The Breath of Life
Lyceum Theatre, Sheffield
It was a brave decision by Daniel Evans to include three plays by David Hare in his first season as Artistic Director at Sheffield Theatres. The retrospective of Hare's work has been completely justified, and it has been fascinating and instructive to see three of his plays in quick succession, to become more familiar with his writing style , and to see similar themes developed in plays spanning more than two decades.
The Breath of Life presents the overnight meeting between Frances and Madeleine, wife and mistress, respectively, of the absent Martin, who in any case has left both of them for a younger model. Intellectual Madeleine demands to know why Frances, wife, mother, and more recently, novelist, has engineered this meeting, and, suspiciously, thinks it is only to gather material for her next novel. This raises large issues about the relationship between Life and Art. After a long night of suspicious wrangling and revelation of intimate details of each woman's relationship with the missing Martin, it transpires that what Frances is really looking forward to is 'closure' and the meeting with Madeleine effectively achieves this.
More interestingly, the play echoes an important theme that appears in the two previous plays shown in the David Hare Season, that of thwarted or disappointed idealism. In this case the idealism relates, not to post war optimism (Plenty) or the failure of the Church to respond to the real needs of the community (Racing Demon) but to love and personal relationships.
It is a pleasure to see two actors at the height of their powers performing this two-hander with authority, sensitivity, wit and intelligence. Patricia Hodge, as the mistress, and Isla Blair, as the wife, present fully rounded characters, who are well differentiated and completely convincing. Each actor makes the most of the many narratives embedded in the script, and of the frequent flashes of wit at the expense of the Isle of Wight, American eating habits, suburban life, and much more. An interesting stylistic feature of this play, which emerges clearly in the performances, is that Martin is often represented through reported speech. This provides the women with the chance to 'act out' their erstwhile partner by mimicking his voice and physical mannerisms; and has the added benefit of effectively adding a third character to the cast.
Peter Gill's direction is clearly evident in the pace and pointing of key moments in the script by the use of light and sound effects. The realistic set, designed by Alex Eales, is a convincing, open plan living room in a Victorian terrace, with a huge window looking out on to the sea front.
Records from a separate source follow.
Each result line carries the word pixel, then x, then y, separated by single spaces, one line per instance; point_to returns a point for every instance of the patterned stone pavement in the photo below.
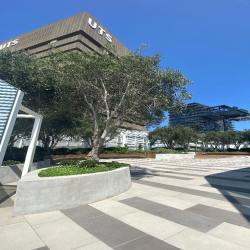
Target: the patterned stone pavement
pixel 173 204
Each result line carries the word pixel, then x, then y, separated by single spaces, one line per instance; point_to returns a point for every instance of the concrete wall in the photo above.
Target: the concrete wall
pixel 36 194
pixel 13 173
pixel 175 156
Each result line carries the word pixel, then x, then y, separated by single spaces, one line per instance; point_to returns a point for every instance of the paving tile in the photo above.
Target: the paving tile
pixel 197 222
pixel 152 225
pixel 144 205
pixel 190 239
pixel 197 199
pixel 220 214
pixel 42 248
pixel 113 208
pixel 233 207
pixel 19 236
pixel 6 202
pixel 81 212
pixel 211 195
pixel 108 229
pixel 146 243
pixel 228 188
pixel 63 235
pixel 6 216
pixel 171 201
pixel 35 219
pixel 99 245
pixel 235 234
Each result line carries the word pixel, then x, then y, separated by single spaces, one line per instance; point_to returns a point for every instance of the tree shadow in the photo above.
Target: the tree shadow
pixel 138 173
pixel 235 187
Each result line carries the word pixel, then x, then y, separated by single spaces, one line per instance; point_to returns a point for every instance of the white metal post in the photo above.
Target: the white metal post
pixel 32 146
pixel 10 124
The clutter, and other evidence of a life independently lived is appropriate to what we learn abut Madeleine, and a contrast to what we discover about Frances' suburban life in Blackheath. Effective lighting, including a flashing neon sign outside the window, adds to the desolate atmosphere of a down at heel seaside resort.
In the introduction to the programme Daniel Evans talks about David Hare's ability 'to fuse the personal and the political through great storytelling, intriguing characterisation and a razor-sharp wit'. The Breath of Life amply justifies that description.
"The Breath of Life" continues at The Lyceum until Saturday 26 February.